The market for analog semis differs from the market for digital semiconductors. The analog industry is typically characterized by longer product life cycles than the digital industry. In addition, analog semi manufacturers tend to have lower capital investment requirements for manufacturing because their facilities tend to be less dependent than digital producers on state-of-the-art production equipment to manufacture leading edge process technologies. ON and other analog companies will typically buy fab equipment after it’s been depreciated by higher-end manufacturers like Intel or Taiwan Semi. The end- markets are more varied and more specialized than the relatively standardized digital semiconductor product markets. In general, analog has a higher barrier-to-entry – not a great business, but a decent one.
The company has a portfolio of 40k+ products and sells ~40b units per year at average price of ~$0.07. Manufactures semis, so has operating leverage, but not R&D intensive. End markets (2Q13): Computing = 16%, Consumer = 20%, Auto = 28%, Industrial = 19%, Communications = 17%. Customers: OEM's = ~55%, Distributors = ~40%, EMS = ~10%. Acquired SANYO in Jan 2011. Prior to 1999, was sub of Motorola.
SANYO Acquisition – in 1Q11, ON paid $480m for SANYO. On top of the amount paid, the company has posted $323m of operating losses. SANYO was primarily a manufacturer of simpler, commoditized, consumer chips in Japan and other parts of Asia. Following the acquisition, ON got hit with two issues: 1) a step-down in the competitiveness of Japanese consumer electronics companies and 2) floods at their Thailand manufacturing facility that caused a shift in demand to other regions of Asia. The company blames most of its problems on these issues; other industry insiders say the SANYO business has been terrible for years and that ON misjudged its ability to streamline its operations. Either way, the acquisition was bad; but, the analysis must look forward.
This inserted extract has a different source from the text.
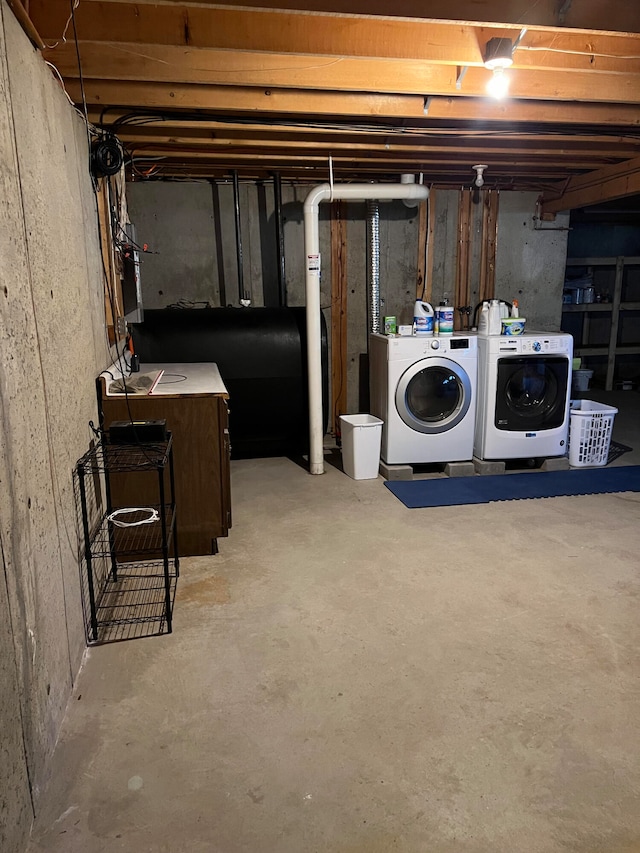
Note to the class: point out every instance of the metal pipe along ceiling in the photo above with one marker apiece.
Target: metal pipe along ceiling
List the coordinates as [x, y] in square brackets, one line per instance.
[328, 192]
Earnings Walk (Street May Be Miscalculating Potential Improvement)
It seems that the street is calculating gross margins for the consolidated company, when we think you should calculate them for SANYO and Ex-SANYO separately – this leads to a different result, as our gross margin estimate is roughly 100bps+ higher than FC for 3Q/4Q14, with EPS of 45c v. FC at 39c (for the two quarters combined).
Looked at another way - ON Earned 68c annual run-rate in 3Q13 and lost 1c at SANYO. If they can get 10% margin on SANYO at 200m quarterly revs, that would add 20c. 10% increase in revenue at 20% incremental op margins could add 10c+.
More Detail on SANYO
Admittedly, the thesis assumes ON will be able to get its SANYO division back to a reasonable operating margin. But, the company is making progress and we don’t think the hurdle is that high before earnings estimates get revised upwards. By mid-2015, ON thinks the break-even for SANYO is ~$140m of revenue (vs. $157m in 3Q13). Today, ~65% of revenues are coming from outside Japan and they expect that to be closer to 75% by the end of 2014. In other words, the drag from the competitive position in Japan is diminishing.
Other
Conclusion
ON is taking its medicine and buying the stock now, when the windshield is still dirty, should be rewarding.
Disclosure
We and our affiliates are long ON Semi (“ONNN”) and may buy additional shares or sell some or all of our securities, at any time. We have no obligation to inform anybody of any changes in our views of ONNN. Our research should not be taken for certainty. Please conduct your own research and reach your own conclusions.